L'avocat soutenait que l'atteinte sexuelle n'était même "pas caractérisée", puisque son client ignorait l'âge de la plaignante, qui a "l'apparence physique d'une fille qui a plus de 15 ans". "On sait très bien que ce n'est pas un viol, elle était consentante", avait-il encore répété avant l'audience.

S'il devait être finalement jugé pour viol, son client comparaîtrait non plus devant un tribunal correctionnel mais devant une cour d'assises, et encourrait jusqu'à 20 ans de réclusion.

- Consentement ou 'sidération' ? -

"Vous n'avez pas à faire à un prédateur sexuel sur une pauvre oie blanche" mais à "une adolescente, et une adolescente qui a une pratique de jeux sexuels et une attitude de mise en danger", avait affirmé son deuxième conseil, Sandrine Parise-Heideger.

Pour la défense, la jeune fille "ment sur tout", "n'a pas froid aux yeux" et "n'est pas tombée de la dernière pluie".

La partie civile, représentée par plusieurs associations de protection de l'enfance, assure, elle, que la plaignante s'est laissée faire, non parce qu'elle était consentante, mais parce qu'elle était dans un "état de sidération".
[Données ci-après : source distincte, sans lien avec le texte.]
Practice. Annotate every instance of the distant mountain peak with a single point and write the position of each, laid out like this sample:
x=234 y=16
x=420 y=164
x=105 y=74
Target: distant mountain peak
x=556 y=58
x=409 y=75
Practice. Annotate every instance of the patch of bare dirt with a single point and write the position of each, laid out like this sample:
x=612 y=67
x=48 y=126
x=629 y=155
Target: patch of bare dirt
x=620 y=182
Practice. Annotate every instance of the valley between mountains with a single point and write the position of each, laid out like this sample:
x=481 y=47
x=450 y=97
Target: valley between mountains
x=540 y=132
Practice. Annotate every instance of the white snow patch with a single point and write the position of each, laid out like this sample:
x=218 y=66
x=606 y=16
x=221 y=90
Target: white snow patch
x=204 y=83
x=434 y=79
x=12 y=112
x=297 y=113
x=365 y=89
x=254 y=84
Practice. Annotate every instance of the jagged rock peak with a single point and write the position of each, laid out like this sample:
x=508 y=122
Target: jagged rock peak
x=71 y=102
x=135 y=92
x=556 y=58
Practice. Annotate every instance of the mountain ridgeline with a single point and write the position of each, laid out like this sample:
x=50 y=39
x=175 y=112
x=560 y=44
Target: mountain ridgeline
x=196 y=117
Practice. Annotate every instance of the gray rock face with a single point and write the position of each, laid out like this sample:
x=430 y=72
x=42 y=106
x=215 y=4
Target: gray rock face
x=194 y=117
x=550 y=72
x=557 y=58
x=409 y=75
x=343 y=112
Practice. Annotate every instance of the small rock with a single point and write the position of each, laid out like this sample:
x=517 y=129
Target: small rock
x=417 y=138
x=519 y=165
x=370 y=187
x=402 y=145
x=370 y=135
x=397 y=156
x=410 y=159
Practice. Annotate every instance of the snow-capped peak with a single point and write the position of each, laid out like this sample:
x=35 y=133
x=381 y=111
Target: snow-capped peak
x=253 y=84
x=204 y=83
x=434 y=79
En novembre, l'acquittement d'un homme de 30 ans, accusé du viol d'une mineure également âgée de 11 ans, avait fait grand bruit et nourri le débat sur les éventuelles insuffisances de la loi française. Le gouvernement a annoncé son intention d'instaurer un âge minimum du consentement à un acte sexuel, qu'Emmanuel Macron souhaiterait voir fixé à 15 ans.

Le projet de loi contre les violences sexistes et sexuelles, qui doit déterminer ce seuil, est attendu en conseil des ministres le 7 mars. D'ici là, une "mission pluridisciplinaire" a été chargée par le ministère de la Justice de rendre son avis.

Quelque 300.000 femmes ont déclaré avoir subi un viol ou une tentative de viol au cours de leur vie avant l'âge de 15 ans et seulement 1% des agresseurs sont condamnés, a rappelé mardi le Haut Conseil à l'égalité, citant l'enquête nationale Virage (Violences et rapports de genre). Pour cette instance, "le procès de Pontoise n'est pas un cas isolé".